ただ、世の中は常にそういう信頼が保たれている状況にはなく、ある時には人為的規制を加えねばならないこともある。現在で言えば、ヘイトの言論がその対象だ。だが、それでもなるべくなら国家や警察が取り締まるという形にならない方がよい。利用者など市民の側から自主的に、良識が働いていくという形が望ましい。

 その意味では、今回のヘイトの告発という動きはかなり注目すべきだ。ネットという道具が浸透し始めて、ようやくこういう動きが出るようになったという意味で、一つの転機と言えるかもしれない。

 ただ、言論や表現の評価は難しいため、中には「俺の言論はヘイトではないのだから削除は不当だ」という人もいるかもしれない。そこはユーチューブ側の力量が問われるところではあるが、そういう申し立てがあれば受け止めて検討する機能を保証すればよい。

 今まではどんなひどい言論でも野放図に発信できたわけだが、そうではなくある種の自浄作用が働く状態を標準として、それに不服がある人は申し立てるというやり方だ。本来はそちらのほうがあるべき形だと思う。匿名発信をよいことにプライバシー侵害や嘘の情報垂れ流しという状況が続く方が異常なのだ。

 特定のメディア企業だけでなく、一般市民がメディアを使いこなせるようになることによってこそ、インターネットという革命的な道具は正しく威力を発揮できるようになるはずだ。今回の「なんJ民」の動きは、まだどうなるかわからないし、一つの萌芽(ほうが)というべき現象だろう。

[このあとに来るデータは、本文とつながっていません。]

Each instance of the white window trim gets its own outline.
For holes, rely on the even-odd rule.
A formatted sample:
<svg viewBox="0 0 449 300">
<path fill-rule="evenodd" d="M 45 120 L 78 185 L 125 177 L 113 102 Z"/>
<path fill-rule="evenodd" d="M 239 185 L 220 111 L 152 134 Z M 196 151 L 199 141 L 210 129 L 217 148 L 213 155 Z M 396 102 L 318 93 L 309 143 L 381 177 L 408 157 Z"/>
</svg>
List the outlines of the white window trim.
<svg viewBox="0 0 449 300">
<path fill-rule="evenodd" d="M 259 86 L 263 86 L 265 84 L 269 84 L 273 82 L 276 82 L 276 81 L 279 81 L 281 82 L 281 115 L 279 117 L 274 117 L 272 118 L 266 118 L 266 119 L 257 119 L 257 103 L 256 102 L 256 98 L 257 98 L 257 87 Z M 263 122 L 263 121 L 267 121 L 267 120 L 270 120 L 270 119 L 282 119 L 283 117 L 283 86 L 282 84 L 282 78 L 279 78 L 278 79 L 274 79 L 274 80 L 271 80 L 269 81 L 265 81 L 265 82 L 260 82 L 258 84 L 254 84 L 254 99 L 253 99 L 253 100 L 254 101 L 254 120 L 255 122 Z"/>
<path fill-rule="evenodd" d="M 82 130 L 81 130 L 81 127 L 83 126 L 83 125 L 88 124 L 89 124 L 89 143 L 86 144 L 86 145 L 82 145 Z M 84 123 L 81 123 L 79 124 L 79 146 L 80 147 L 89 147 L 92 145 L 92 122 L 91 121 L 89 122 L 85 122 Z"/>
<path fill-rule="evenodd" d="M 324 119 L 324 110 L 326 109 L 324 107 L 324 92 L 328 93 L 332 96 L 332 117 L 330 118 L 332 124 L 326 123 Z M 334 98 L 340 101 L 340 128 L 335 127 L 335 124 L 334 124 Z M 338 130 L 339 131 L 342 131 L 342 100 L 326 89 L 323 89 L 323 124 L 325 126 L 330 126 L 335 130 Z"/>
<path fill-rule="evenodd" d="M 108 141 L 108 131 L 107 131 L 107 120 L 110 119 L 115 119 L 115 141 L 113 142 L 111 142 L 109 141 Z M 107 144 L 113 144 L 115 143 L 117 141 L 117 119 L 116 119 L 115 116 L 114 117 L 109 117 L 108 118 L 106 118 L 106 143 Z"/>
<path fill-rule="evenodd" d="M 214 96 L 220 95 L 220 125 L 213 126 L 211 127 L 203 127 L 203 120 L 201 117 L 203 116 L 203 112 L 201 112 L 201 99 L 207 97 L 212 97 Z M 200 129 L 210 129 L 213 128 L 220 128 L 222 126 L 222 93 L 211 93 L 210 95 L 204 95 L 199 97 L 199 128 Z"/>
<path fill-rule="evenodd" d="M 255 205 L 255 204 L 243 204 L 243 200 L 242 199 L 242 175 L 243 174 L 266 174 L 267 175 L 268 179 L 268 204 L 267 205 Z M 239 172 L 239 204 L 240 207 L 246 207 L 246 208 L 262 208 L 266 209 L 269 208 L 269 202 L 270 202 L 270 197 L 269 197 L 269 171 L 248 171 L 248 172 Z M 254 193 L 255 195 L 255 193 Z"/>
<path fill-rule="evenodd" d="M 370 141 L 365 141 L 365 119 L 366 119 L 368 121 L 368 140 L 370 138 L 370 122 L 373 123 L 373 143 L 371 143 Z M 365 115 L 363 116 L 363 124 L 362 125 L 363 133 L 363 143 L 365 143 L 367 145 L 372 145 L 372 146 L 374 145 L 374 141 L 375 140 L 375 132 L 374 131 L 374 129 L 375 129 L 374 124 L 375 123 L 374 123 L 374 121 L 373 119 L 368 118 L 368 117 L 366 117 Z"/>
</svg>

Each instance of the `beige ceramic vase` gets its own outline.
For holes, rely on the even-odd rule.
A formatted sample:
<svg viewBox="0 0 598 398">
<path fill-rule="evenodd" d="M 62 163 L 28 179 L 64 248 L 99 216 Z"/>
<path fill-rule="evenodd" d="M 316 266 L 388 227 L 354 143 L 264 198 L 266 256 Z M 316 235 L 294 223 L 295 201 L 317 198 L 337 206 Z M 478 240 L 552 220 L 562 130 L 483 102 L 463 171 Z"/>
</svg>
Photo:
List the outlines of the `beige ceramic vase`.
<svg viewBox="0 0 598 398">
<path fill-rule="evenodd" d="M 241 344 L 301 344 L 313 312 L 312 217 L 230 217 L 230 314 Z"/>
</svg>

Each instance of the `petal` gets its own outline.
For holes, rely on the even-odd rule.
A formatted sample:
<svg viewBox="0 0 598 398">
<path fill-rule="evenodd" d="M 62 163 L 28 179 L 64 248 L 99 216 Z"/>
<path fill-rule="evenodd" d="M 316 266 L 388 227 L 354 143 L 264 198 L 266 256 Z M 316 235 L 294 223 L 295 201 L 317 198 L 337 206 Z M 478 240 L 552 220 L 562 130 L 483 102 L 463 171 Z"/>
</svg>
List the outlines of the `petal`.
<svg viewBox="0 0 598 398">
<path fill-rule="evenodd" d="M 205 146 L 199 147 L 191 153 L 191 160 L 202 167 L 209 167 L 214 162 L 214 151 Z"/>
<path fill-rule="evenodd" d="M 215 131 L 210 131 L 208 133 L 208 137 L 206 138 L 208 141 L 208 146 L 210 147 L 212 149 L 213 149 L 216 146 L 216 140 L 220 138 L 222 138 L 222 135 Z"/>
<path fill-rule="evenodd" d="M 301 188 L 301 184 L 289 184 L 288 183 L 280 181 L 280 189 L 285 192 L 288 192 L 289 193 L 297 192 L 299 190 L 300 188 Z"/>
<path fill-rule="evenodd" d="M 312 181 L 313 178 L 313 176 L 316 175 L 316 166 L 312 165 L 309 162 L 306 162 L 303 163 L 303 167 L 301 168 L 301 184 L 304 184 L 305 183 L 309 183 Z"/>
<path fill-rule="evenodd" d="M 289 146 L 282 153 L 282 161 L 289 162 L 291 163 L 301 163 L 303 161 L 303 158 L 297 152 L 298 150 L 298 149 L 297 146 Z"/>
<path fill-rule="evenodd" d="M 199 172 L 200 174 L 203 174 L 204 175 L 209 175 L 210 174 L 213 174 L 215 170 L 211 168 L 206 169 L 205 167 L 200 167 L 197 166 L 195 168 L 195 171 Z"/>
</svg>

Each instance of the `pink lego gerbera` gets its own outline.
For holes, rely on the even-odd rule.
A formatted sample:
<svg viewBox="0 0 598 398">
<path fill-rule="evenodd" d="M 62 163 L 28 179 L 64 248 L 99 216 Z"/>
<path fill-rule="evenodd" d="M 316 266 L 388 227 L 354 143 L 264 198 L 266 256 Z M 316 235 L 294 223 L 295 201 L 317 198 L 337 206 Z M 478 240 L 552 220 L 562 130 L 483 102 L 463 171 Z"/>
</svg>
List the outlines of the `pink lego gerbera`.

 しかし、利用者の間で自主的に起こったという経緯や、参加者たちが「祭り」として楽しんでいるというありようなど、この現象の持つ新しさは、かなり注目すべきものであるような気がする。

 東京・新大久保で大きくなったヘイトデモに対して、その数を上回るほどの市民が集まってヘイトをやめろと声をあげたように、市民の自主的動きとしてある種の社会的バランスが働いていくことが望ましい。
2018年6月、川崎市の市教育文化会館で開催予定だった集会に抗議し、座り込む市民ら
2018年6月、川崎市の市教育文化会館で開催予定だった集会に抗議し、座り込む市民ら
 ヘイトスピーチ規制については、思想の自由市場にゆだねるのでなく、ある種の法的規制もやむなしという見方が多数で、私も、歴史的過渡期においてはそれもやむをえないと考えている。

 ただ、本来は国家や警察がなるべく介入しないほうがよいのは当然で、思想の自由市場がきちんと機能するような状況をネット社会においてもなるべく早く作り上げなければいけないと思う。

 私は匿名なら何をやってもいいんだという風潮を早く一掃し、市民も自分の言論には責任を持つという社会意識が早く一般化してほしいと思う。そうならなければ、インターネットという道具は、人類にとってのその革命性を発揮できずに終わってしまうことになりかねないと思っている。